Totzuschweigen ist der Vorfall ohnehin nicht mehr. Auf Anfrage der taz teilte der Fußballverband Brandenburg mit, davon mitbekommen zu haben. Ein Sportgerichtsverfahren sei eingeleitet. Zu weiteren Details könne man sich deshalb nicht äußern. „Grundsätzlich gilt: Der FLB distanziert sich klar von diskriminierenden, beleidigenden oder extremistischen Inhalten – auf und neben dem Spielfeld.“
Stahl-Präsident Ostendorf bedauert, dass durch diese Geschichte nun das „tolle Fußballfest“ vom Samstag in den Hintergrund treten würde. Der Verein, betont er erneut gegenüber der taz, stehe für Migration und Offenheit. Ein Problem mit Rechtsextremismus in der Fanszene habe man aktuell nicht. „Wir hatten in der Vergangenheit das ein oder andere Problem.“
Massive Gewaltphantasien
Peter Janeck, der Vorsitzende des Erzrivalen BSC Süd, sieht das offenkundig anders. Er erklärte im vergangenen Jahr der MAZ, Stahl Brandenburg schaffe es seit Jahren nicht, die rechten Kräfte im Klub einzudämmen.

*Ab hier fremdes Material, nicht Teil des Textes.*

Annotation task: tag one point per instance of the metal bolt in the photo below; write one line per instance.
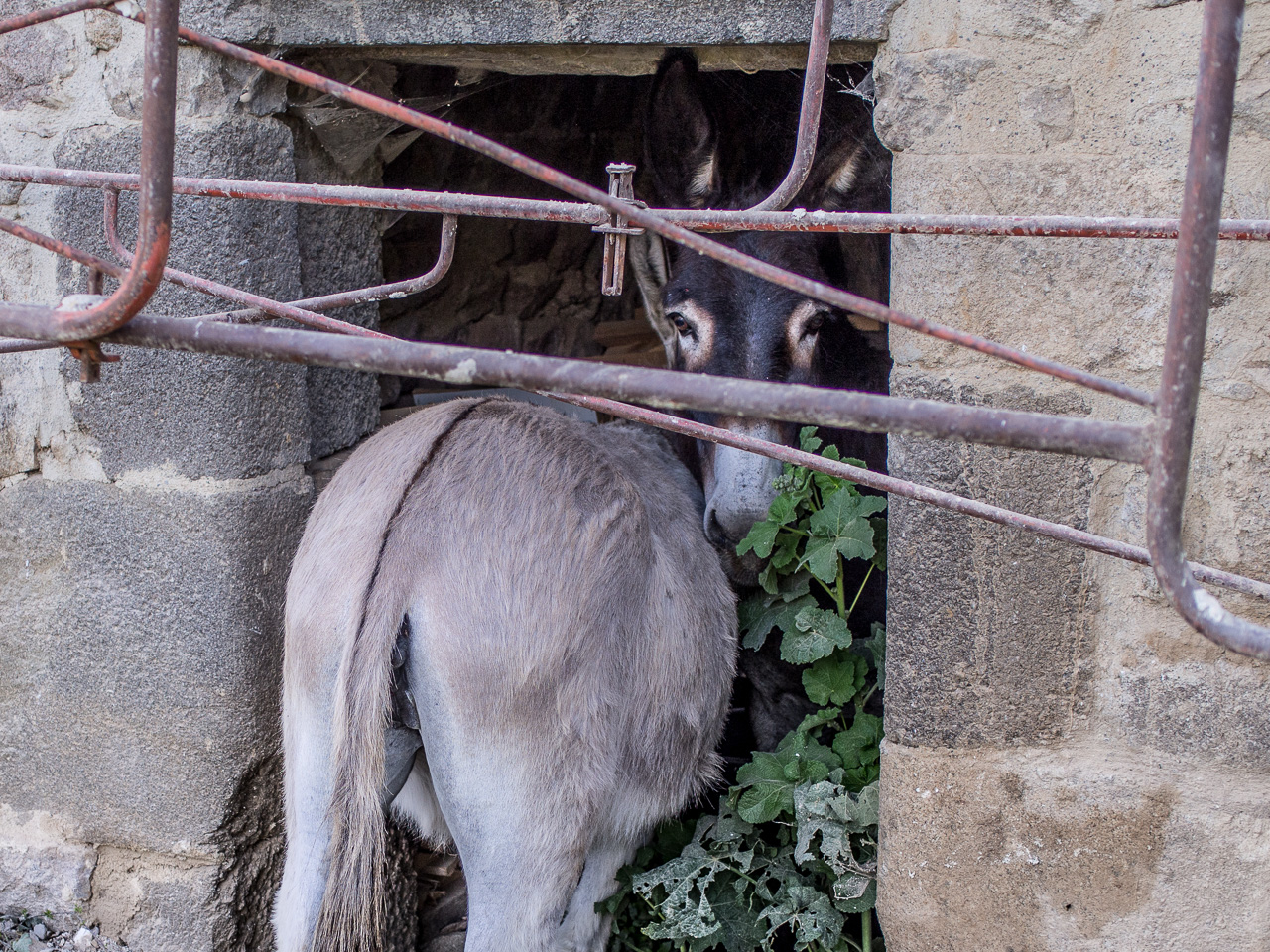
(615, 232)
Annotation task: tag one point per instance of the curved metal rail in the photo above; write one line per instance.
(1165, 445)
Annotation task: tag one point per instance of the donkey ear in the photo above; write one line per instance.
(852, 168)
(838, 177)
(681, 139)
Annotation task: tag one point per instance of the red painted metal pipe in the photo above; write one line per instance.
(726, 254)
(590, 214)
(226, 293)
(50, 13)
(1188, 324)
(158, 137)
(810, 113)
(379, 293)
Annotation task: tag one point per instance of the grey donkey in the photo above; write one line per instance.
(508, 627)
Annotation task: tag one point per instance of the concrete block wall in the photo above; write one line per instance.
(148, 521)
(1067, 765)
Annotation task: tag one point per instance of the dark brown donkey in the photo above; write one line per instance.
(724, 141)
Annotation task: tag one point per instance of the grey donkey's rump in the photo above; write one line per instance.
(538, 597)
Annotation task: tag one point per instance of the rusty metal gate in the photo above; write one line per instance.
(1161, 445)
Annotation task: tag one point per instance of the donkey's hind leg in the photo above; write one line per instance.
(583, 928)
(307, 739)
(522, 842)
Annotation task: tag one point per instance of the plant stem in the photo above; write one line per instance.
(867, 575)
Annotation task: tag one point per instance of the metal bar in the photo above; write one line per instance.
(230, 294)
(810, 113)
(1184, 348)
(670, 389)
(377, 293)
(702, 221)
(870, 413)
(903, 488)
(158, 139)
(50, 13)
(644, 218)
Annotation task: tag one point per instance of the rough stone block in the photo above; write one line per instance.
(143, 642)
(1084, 848)
(191, 414)
(530, 22)
(984, 624)
(41, 870)
(339, 250)
(33, 61)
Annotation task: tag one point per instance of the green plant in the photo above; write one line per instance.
(790, 855)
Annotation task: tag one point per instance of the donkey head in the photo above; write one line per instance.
(703, 148)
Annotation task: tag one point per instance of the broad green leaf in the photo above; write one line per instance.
(842, 520)
(786, 551)
(858, 811)
(834, 679)
(815, 635)
(822, 557)
(879, 558)
(686, 909)
(826, 483)
(816, 820)
(758, 619)
(849, 889)
(760, 539)
(737, 916)
(783, 509)
(767, 791)
(808, 912)
(857, 746)
(818, 719)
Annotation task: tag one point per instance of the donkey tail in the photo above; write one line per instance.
(353, 904)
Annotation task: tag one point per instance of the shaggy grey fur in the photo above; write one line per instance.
(572, 647)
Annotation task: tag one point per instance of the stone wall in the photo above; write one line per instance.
(1067, 765)
(148, 521)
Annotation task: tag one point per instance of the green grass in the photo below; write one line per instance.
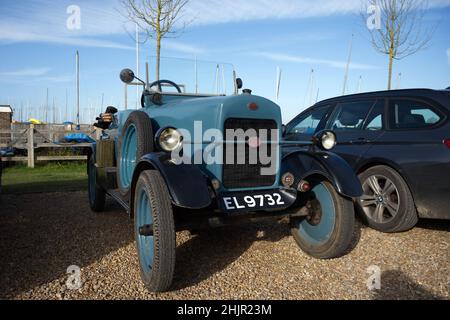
(45, 178)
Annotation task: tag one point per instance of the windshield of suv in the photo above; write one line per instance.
(195, 76)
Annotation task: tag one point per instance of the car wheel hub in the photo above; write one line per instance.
(381, 200)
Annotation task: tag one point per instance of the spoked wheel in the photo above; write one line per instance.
(97, 196)
(387, 204)
(327, 232)
(155, 231)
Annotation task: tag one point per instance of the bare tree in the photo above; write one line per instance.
(158, 18)
(399, 32)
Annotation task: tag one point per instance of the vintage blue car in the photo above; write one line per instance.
(187, 161)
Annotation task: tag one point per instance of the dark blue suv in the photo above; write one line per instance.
(398, 142)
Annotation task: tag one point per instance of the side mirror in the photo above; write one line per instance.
(127, 76)
(111, 110)
(239, 83)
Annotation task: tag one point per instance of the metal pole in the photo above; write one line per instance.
(126, 96)
(147, 79)
(348, 66)
(46, 108)
(65, 116)
(30, 146)
(196, 76)
(277, 92)
(78, 89)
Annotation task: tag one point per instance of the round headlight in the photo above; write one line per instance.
(328, 140)
(170, 139)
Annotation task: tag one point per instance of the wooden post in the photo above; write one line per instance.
(30, 146)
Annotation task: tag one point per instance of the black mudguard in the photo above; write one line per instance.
(303, 164)
(188, 186)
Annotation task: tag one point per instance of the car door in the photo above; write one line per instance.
(307, 124)
(414, 142)
(358, 125)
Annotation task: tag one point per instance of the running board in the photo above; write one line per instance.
(116, 196)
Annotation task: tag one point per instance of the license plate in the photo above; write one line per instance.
(255, 201)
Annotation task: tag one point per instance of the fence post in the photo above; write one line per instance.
(30, 146)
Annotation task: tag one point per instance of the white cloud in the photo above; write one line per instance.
(226, 11)
(45, 20)
(280, 57)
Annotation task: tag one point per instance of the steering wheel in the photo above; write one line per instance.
(170, 83)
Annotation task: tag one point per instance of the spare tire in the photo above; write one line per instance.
(135, 142)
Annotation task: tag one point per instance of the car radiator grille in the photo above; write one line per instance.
(247, 175)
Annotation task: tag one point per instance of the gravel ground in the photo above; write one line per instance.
(42, 235)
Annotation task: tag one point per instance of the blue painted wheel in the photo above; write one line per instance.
(328, 230)
(97, 196)
(144, 216)
(128, 157)
(136, 141)
(154, 231)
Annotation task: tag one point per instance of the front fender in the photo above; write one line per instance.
(304, 164)
(187, 185)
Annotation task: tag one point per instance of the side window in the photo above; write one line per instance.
(409, 114)
(375, 120)
(350, 116)
(308, 123)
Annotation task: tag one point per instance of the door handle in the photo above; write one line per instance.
(360, 141)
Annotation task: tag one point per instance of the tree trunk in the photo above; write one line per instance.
(391, 62)
(158, 56)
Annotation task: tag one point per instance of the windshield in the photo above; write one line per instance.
(195, 76)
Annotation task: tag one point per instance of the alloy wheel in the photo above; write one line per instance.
(381, 199)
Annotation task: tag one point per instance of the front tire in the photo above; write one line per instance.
(152, 206)
(387, 204)
(328, 232)
(97, 196)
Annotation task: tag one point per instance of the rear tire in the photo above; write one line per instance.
(152, 206)
(136, 141)
(97, 196)
(328, 232)
(387, 204)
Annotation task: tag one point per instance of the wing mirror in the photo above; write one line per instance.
(127, 76)
(239, 83)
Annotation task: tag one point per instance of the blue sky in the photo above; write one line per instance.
(38, 51)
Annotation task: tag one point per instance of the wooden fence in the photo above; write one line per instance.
(32, 137)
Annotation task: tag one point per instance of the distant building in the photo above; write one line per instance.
(6, 114)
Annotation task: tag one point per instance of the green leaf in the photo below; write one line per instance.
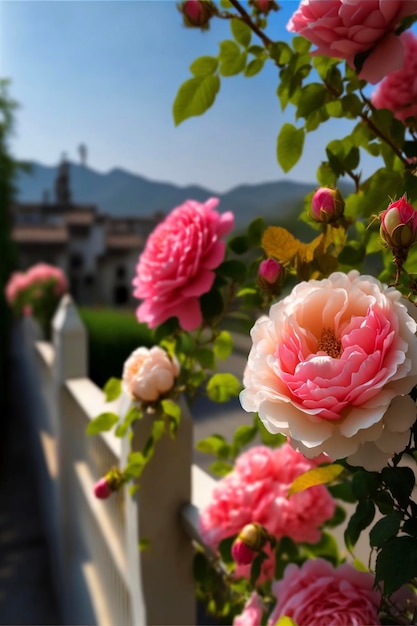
(400, 481)
(239, 244)
(241, 31)
(385, 529)
(103, 422)
(236, 270)
(112, 389)
(312, 97)
(195, 96)
(133, 414)
(223, 345)
(223, 386)
(289, 146)
(396, 563)
(267, 438)
(206, 358)
(255, 231)
(211, 304)
(225, 550)
(364, 484)
(254, 67)
(327, 548)
(316, 476)
(135, 465)
(300, 44)
(244, 435)
(204, 66)
(171, 408)
(221, 468)
(361, 519)
(212, 445)
(232, 60)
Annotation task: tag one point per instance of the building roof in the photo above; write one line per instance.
(79, 218)
(125, 241)
(44, 235)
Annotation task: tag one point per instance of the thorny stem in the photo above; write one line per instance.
(248, 20)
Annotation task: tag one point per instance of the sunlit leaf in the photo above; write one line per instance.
(316, 476)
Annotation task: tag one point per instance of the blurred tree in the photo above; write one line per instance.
(8, 170)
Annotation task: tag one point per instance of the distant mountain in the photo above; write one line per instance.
(120, 193)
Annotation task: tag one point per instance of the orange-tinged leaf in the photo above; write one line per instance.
(280, 243)
(317, 476)
(285, 621)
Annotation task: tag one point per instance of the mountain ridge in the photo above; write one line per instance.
(122, 193)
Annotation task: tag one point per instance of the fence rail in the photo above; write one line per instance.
(101, 575)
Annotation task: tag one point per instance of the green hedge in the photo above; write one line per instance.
(112, 336)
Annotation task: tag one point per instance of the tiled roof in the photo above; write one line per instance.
(125, 241)
(40, 234)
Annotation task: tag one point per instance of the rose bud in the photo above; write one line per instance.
(112, 481)
(399, 224)
(271, 275)
(241, 553)
(249, 541)
(102, 489)
(197, 13)
(327, 205)
(264, 6)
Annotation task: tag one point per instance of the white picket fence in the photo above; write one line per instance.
(101, 576)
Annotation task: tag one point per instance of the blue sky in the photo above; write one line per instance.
(105, 73)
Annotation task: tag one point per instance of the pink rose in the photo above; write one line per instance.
(317, 594)
(252, 612)
(327, 205)
(177, 265)
(102, 489)
(148, 374)
(256, 491)
(345, 28)
(16, 285)
(398, 91)
(331, 366)
(42, 272)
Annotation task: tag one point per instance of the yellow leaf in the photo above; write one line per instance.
(285, 621)
(316, 476)
(279, 243)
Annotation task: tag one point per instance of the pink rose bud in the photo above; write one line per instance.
(102, 489)
(399, 224)
(112, 481)
(327, 205)
(197, 13)
(249, 541)
(271, 275)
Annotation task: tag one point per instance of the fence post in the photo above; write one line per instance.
(70, 342)
(69, 338)
(164, 487)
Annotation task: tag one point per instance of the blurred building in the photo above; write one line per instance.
(98, 253)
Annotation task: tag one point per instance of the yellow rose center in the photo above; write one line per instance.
(329, 343)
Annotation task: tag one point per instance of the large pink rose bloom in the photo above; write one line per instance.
(177, 265)
(331, 367)
(256, 491)
(317, 594)
(398, 91)
(345, 28)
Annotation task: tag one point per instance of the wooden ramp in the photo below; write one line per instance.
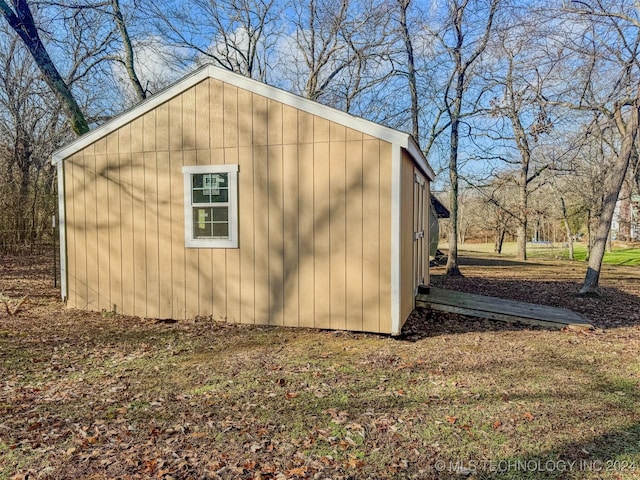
(499, 309)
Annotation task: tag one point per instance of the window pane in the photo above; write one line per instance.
(220, 214)
(210, 222)
(210, 187)
(221, 230)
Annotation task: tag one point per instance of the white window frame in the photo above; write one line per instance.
(232, 204)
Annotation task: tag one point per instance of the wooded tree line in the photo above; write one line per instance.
(522, 104)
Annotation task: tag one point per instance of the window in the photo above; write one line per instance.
(211, 206)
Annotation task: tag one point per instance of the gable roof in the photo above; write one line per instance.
(209, 71)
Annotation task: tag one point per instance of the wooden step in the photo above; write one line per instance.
(500, 309)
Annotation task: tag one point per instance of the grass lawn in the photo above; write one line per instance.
(90, 395)
(629, 256)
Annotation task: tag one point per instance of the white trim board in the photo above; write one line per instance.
(209, 71)
(396, 215)
(62, 231)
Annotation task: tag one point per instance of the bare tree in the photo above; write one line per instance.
(237, 35)
(411, 73)
(31, 126)
(609, 43)
(464, 50)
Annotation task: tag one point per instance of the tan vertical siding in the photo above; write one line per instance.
(192, 259)
(371, 280)
(354, 234)
(385, 233)
(126, 233)
(152, 235)
(261, 234)
(306, 239)
(165, 264)
(406, 237)
(139, 233)
(246, 234)
(102, 223)
(314, 216)
(232, 261)
(337, 235)
(291, 271)
(92, 203)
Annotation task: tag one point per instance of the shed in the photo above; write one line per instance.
(222, 196)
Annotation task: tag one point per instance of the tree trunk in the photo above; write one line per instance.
(453, 269)
(612, 185)
(499, 240)
(128, 50)
(23, 24)
(567, 227)
(411, 69)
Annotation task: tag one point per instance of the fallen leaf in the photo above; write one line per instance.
(297, 472)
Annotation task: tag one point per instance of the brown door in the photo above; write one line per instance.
(419, 265)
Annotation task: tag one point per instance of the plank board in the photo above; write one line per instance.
(499, 309)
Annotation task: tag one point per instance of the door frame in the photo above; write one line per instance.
(420, 236)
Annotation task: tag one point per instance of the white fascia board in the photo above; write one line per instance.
(63, 232)
(130, 115)
(365, 126)
(396, 190)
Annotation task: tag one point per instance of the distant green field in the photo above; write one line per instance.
(619, 256)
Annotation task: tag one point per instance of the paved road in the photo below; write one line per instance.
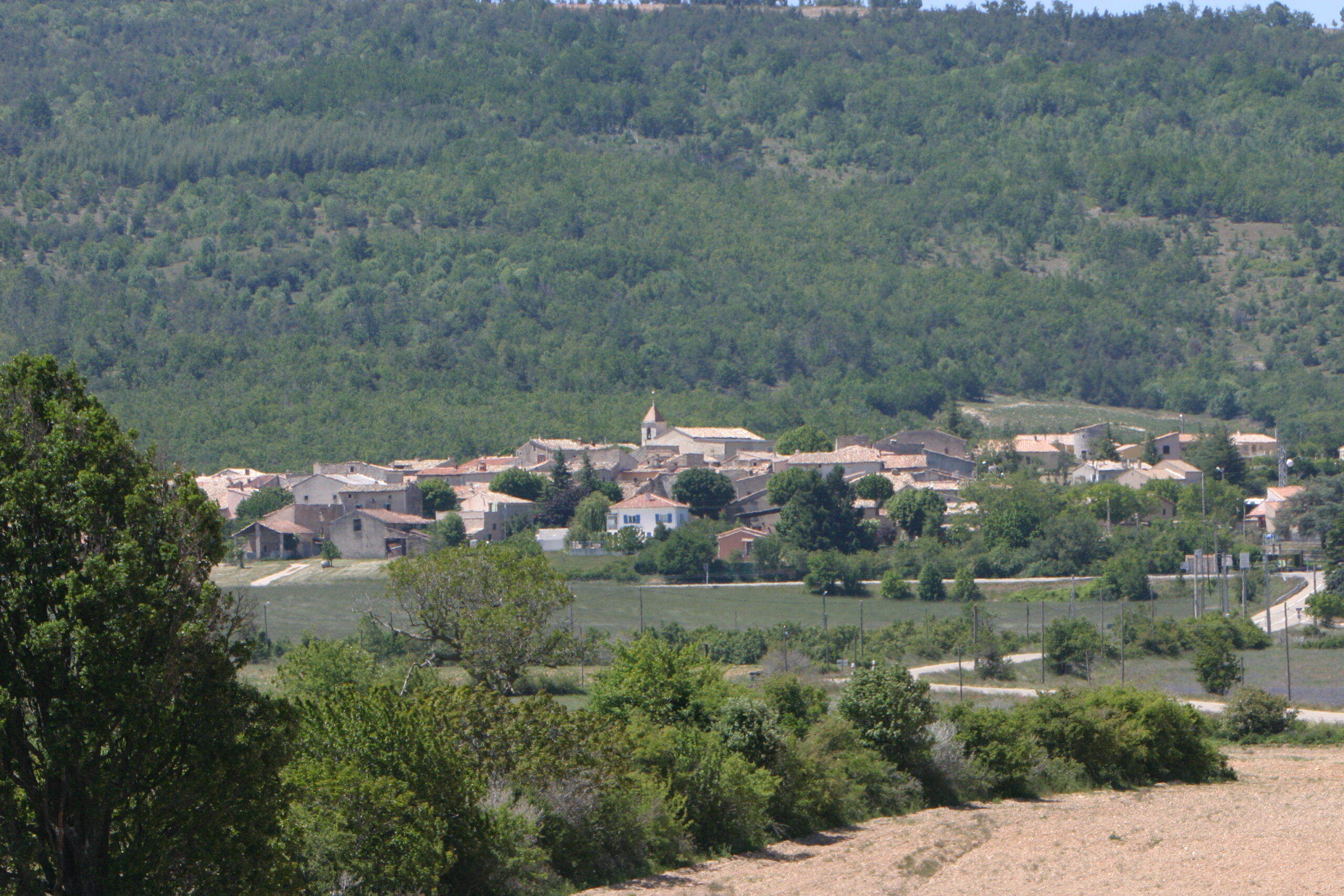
(1203, 705)
(1295, 606)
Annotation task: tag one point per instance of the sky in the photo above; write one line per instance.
(1324, 11)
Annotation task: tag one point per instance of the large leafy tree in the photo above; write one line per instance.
(261, 503)
(804, 438)
(133, 760)
(491, 606)
(706, 491)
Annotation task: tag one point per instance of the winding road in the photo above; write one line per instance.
(1203, 705)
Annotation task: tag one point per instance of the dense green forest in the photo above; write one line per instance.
(280, 230)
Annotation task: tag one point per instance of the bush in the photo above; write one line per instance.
(894, 586)
(1070, 644)
(1124, 736)
(1215, 666)
(799, 705)
(1257, 712)
(930, 583)
(890, 710)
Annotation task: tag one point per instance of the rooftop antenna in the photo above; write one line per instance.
(1283, 461)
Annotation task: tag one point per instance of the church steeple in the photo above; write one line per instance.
(654, 425)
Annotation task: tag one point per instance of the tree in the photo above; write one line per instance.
(449, 532)
(589, 519)
(874, 488)
(890, 710)
(1012, 524)
(964, 587)
(260, 503)
(1215, 664)
(1150, 455)
(832, 573)
(819, 513)
(561, 476)
(670, 684)
(124, 714)
(1126, 577)
(686, 553)
(706, 491)
(625, 541)
(1256, 712)
(593, 483)
(894, 586)
(930, 583)
(804, 438)
(1215, 452)
(491, 606)
(1070, 644)
(437, 496)
(1326, 606)
(917, 511)
(319, 668)
(521, 484)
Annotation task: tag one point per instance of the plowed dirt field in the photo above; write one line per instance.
(1277, 830)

Richtig ist, dass rechtsextreme Anhänger von Stahl Brandenburg insbesondere in den 90er Jahren auf sich aufmerksam machten, als der Verein noch höherklassiger spielte und die Aufmerksamkeit für sie größer war. Zuletzt wurden in dieser Hinsicht Stahl-Fans bei einem Landesligaspiel im März 2024 in Hennigsdorf auffällig, als es Anzeigen wegen rassistischer Beleidigungen, Volksverhetzung und Sachbeschädigung gab. Eine Anfrage der taz vor einem Jahr zur genaueren Einschätzung der Stahl-Fanszene und deren Aktivitäten beantwortete der Fußballverband Brandenburg so: „In Bezug auf die spezifischen Zahlen geben wir keine detaillierten Informationen an Dritte weiter, um die Vereinsarbeit nicht zu beeinträchtigen.“
Für eine Großzahl der Brandenburger mag das Derby am Wochenende ein friedliches Fußballfest gewesen sein. Bemerkenswert sind jedoch die massiven Gewaltfantasien, die dieses Stadtduell begleiteten. So wurden von Stahl-Fans an einer Brücke zwei Puppen aufgehängt – in der roten Vereinsfarbe des verhassten Stadtrivalen. Außerdem wurden Flyer verteilt, auf denen BSC-Süd-Fans mit dem Verbrennen ihrer Autos gedroht wurde, sollten diese wiederum im Stadion Fan-Utensilien von Stahl verbrennen. Darunter stand: „Für Brandenburg! Für Deutschland! Stahl Feuer“ Die Sportkultur in Brandenburg ist längst nicht so friedlich, wie sie einige Verantwortlichen in der Stadt zeichnen möchten.